Both compounds can be handled in gas, liquid, and solid states in submillimolar quantities. Their single-crystal structures were obtained by X-ray diffraction and found to be significantly distorted from the predicted ideal C3 symmetry because of intermolecular interactions. The spectroscopic and structural properties are discussed in combination with density functional theory calculations.
Take-Home Importance according to the Blogger: As chemists have successfully synthesized two very energetic phosphorus-azide compound, just want to emphasize that simple things are difficult to do sometimes. Kudos.

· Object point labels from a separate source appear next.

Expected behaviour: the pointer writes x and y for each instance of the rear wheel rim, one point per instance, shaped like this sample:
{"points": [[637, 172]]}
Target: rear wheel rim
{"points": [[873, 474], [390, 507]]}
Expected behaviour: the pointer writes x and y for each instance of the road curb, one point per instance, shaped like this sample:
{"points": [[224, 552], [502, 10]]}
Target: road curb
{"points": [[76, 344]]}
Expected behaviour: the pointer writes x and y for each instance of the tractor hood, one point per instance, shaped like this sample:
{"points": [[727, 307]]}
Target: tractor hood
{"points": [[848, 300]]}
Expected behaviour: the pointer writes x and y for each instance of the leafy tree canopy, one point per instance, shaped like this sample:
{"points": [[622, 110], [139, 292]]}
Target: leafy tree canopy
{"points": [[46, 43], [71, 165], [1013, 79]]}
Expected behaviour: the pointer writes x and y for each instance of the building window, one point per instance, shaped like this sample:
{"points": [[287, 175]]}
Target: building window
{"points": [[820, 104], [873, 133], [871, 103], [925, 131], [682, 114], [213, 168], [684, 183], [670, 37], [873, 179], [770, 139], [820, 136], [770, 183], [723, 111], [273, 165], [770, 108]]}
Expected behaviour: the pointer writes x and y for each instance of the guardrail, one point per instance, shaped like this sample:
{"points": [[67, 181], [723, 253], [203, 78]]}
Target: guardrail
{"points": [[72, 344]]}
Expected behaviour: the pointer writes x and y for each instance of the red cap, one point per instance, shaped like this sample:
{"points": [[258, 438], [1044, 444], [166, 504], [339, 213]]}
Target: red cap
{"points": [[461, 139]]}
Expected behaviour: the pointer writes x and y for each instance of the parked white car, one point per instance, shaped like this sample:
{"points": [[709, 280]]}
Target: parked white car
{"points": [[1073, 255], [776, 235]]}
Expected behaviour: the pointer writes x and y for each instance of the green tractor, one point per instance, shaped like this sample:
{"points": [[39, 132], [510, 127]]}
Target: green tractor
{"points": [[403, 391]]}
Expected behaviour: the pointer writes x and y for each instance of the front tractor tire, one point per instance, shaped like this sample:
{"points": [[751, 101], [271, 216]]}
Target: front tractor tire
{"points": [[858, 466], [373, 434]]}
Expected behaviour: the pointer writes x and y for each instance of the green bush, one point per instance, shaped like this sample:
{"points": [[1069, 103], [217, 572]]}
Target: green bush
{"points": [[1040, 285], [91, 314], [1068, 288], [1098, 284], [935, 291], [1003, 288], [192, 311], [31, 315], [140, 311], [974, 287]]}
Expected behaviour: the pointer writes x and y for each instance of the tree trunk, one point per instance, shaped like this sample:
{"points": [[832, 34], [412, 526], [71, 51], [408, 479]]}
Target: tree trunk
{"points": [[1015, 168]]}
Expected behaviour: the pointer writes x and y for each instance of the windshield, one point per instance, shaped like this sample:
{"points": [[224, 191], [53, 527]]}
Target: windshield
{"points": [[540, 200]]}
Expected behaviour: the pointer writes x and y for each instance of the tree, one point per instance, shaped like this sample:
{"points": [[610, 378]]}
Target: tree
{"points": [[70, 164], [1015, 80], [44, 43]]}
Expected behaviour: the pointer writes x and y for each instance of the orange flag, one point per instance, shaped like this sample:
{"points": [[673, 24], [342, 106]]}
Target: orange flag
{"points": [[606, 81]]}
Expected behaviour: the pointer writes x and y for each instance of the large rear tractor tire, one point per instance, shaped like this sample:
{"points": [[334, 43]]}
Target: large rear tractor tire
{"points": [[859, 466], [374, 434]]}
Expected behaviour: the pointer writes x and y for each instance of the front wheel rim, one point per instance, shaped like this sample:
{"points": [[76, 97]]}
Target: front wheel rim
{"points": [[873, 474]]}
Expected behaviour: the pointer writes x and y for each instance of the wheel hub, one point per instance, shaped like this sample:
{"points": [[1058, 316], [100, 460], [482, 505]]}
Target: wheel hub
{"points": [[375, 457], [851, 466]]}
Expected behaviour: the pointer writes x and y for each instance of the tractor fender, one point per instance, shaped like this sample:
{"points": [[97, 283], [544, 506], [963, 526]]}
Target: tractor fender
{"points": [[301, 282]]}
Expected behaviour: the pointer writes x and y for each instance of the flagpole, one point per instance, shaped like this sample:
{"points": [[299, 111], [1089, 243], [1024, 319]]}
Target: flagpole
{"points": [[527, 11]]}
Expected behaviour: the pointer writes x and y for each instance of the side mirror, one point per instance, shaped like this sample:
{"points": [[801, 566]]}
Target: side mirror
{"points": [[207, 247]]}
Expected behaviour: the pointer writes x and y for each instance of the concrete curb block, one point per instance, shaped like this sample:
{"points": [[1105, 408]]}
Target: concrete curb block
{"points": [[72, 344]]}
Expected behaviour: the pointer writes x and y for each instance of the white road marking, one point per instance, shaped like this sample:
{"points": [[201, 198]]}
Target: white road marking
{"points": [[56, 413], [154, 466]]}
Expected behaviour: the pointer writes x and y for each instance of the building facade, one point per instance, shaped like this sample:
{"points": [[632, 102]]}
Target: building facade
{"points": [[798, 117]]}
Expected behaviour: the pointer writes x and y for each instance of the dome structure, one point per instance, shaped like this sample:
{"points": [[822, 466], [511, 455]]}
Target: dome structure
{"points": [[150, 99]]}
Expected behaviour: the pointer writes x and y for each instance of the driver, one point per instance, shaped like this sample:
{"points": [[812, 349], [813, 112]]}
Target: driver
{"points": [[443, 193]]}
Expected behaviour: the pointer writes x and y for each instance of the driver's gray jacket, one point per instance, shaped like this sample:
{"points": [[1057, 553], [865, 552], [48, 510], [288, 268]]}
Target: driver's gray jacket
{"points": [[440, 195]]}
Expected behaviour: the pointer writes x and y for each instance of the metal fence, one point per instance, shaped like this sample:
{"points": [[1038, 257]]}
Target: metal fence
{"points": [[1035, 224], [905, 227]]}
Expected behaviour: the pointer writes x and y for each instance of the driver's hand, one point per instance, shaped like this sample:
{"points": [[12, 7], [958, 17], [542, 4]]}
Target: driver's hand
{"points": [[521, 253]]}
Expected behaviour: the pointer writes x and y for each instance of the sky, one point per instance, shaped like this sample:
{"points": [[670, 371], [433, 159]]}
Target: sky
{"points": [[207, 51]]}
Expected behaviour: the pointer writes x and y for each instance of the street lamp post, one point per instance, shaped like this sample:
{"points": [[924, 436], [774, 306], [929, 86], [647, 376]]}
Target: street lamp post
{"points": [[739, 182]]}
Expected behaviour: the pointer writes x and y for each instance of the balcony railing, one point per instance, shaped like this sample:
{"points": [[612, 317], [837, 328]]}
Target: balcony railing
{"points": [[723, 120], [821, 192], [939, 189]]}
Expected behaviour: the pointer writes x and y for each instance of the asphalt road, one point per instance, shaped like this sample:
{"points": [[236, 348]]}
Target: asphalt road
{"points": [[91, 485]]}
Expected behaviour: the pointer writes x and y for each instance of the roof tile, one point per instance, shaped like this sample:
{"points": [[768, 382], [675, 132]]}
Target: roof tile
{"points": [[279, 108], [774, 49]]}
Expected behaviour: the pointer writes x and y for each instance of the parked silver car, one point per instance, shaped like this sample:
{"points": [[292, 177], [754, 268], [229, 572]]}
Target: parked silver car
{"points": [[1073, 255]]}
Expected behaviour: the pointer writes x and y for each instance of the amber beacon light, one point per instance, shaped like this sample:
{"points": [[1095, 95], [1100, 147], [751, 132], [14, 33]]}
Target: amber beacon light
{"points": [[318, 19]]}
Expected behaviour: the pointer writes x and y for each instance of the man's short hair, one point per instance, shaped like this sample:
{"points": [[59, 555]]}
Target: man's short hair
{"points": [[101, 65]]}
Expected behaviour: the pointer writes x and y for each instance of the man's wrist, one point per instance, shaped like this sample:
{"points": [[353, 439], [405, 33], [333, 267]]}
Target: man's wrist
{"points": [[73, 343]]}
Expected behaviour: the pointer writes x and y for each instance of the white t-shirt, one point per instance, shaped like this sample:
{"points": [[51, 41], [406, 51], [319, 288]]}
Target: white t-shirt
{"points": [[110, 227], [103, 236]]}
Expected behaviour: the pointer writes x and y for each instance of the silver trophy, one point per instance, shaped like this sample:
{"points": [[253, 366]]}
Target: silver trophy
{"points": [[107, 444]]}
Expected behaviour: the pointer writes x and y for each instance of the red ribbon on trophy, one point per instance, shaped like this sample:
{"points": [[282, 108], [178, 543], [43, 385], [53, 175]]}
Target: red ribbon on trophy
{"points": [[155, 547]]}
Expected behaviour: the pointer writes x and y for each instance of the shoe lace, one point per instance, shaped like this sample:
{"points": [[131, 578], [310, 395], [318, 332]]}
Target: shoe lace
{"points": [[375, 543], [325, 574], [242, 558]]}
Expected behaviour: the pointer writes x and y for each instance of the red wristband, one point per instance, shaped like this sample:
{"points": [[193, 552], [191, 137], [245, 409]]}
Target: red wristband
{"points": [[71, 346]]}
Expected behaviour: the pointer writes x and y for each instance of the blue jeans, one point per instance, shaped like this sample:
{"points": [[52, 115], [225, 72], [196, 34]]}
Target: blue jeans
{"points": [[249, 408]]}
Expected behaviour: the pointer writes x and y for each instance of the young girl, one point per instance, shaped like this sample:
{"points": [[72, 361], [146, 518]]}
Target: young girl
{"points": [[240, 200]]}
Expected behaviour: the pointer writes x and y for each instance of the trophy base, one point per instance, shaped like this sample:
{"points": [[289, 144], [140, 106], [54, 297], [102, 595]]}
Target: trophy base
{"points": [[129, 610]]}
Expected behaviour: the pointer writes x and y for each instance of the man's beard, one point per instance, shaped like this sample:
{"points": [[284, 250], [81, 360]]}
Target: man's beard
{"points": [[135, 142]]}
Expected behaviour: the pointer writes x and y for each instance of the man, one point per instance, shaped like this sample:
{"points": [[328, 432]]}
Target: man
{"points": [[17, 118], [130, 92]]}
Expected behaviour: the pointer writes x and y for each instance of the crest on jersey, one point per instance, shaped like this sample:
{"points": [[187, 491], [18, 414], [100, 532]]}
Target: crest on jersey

Summary: Organic azide compounds are known to be thermally unstable and sometimes extremely heat- or shock- sensitive. In 1975, Dr. Wolfgang Buder and Dr. Armin Schmidt at the University of Stuttgart isolated P(N3)3, OP(N3)3, and P(N3)5 by reacting sodium azide with the respective PClxOy salts (DOI: 10.1002/zaac.19754150310). The compounds were characterized in concentration solutions by IR, Raman, and 31P NMR. From these techniques, deduction of molecular species’ structure is not difficult. Since these molecules are already in solution, handling may be much easier than their neat state, which SP(N3)3 in acetonitrile has been reported to be stable. A concept mentioned in the previous post, safe handling of unstable materials often involve in manageable small quantity, such as a dilute solution.
The lack of stability in azides often springs from the bond cleavage that will form nitrides and very thermodynamically favorable nitrogen gas. As the product is a fairly inert gas, the back reaction equilibrium constant is tiny and the kinetics must be very fast. If a compound rapidly produces gas and expands in volume, the most simple case is an explosion. So the isolation and the consequent crystallography of these materials demand advanced techniques and of course very steady and careful hands. The authors have warned about ampoule-key techniques for standard manipulations of volatile materials that those typical handling may produce explosions upon mechanical stress.
Now, the synthetic scheme of these molecules is straightforward that the solvent (acetonitrile) and reagent (OPCl3 or SPCl3) are directly condensed into reaction vessel containing dry NaN3 under liquid nitrogen (L.N.). By warming the reaction flask and stirring, reactions occur without external source of energy input. If you have read about the experimental setup, you might wonder why a simple Schlenk line is fitted with not one, but three U traps. Traps on the Schlenk line are usually used as a filtration device that prevent volatile or gaseous compounds from entering the vacuum source, typically a vacuum pump. The trap condense the materials that would otherwise damaging the internal parts of a vacuum pump by lowering the temperature and causing phase changes. The decreasing volume via cooling also often results in a better vacuum. However, these traps serve different functions. By setting traps at different temperatures ( –30, –100, –196 degrees Celsius in the case of OP(N3)3), product, unreacted starting materials and solvent, and noncondensed gases can be separated by different vapor pressures, as the reaction flask was warmed to room temperature slowly.
Using similar warming-cooling concept, Raman spectroscopy was performed to further confirm the product after gas phase infrared spectroscopy. Product in an argon matrix was deposited Rh-plated Cu block for infrared spectroscopy. In all cases, the measured vibrational frequencies matched up well with calculations. The flexibility in the azide moieties in these molecules has cause significant symmetry distortion evident in the spectroscopic characterization. Finally, crystal structure was obtained by slow-warming and condensing of the product. The crystal mounting process was a bit complicated, since those molecules melt at room temperatures and they are not quite stable.
So overall, the chemical concept presented in this paper is a simple metathesis reaction that generated NaCl and the chalcogenide-phosphoryl azide. However, to get there, specialized equipments and great techniques were necessary. The group have progressed very well, from the synthesis of O2S(N3)2 to recent isolation of small molecules OPN and ONP. There are many more simple compounds in the family that are also quite unstable. However, skills of good chemists make their isolation no longer just wishful thinking.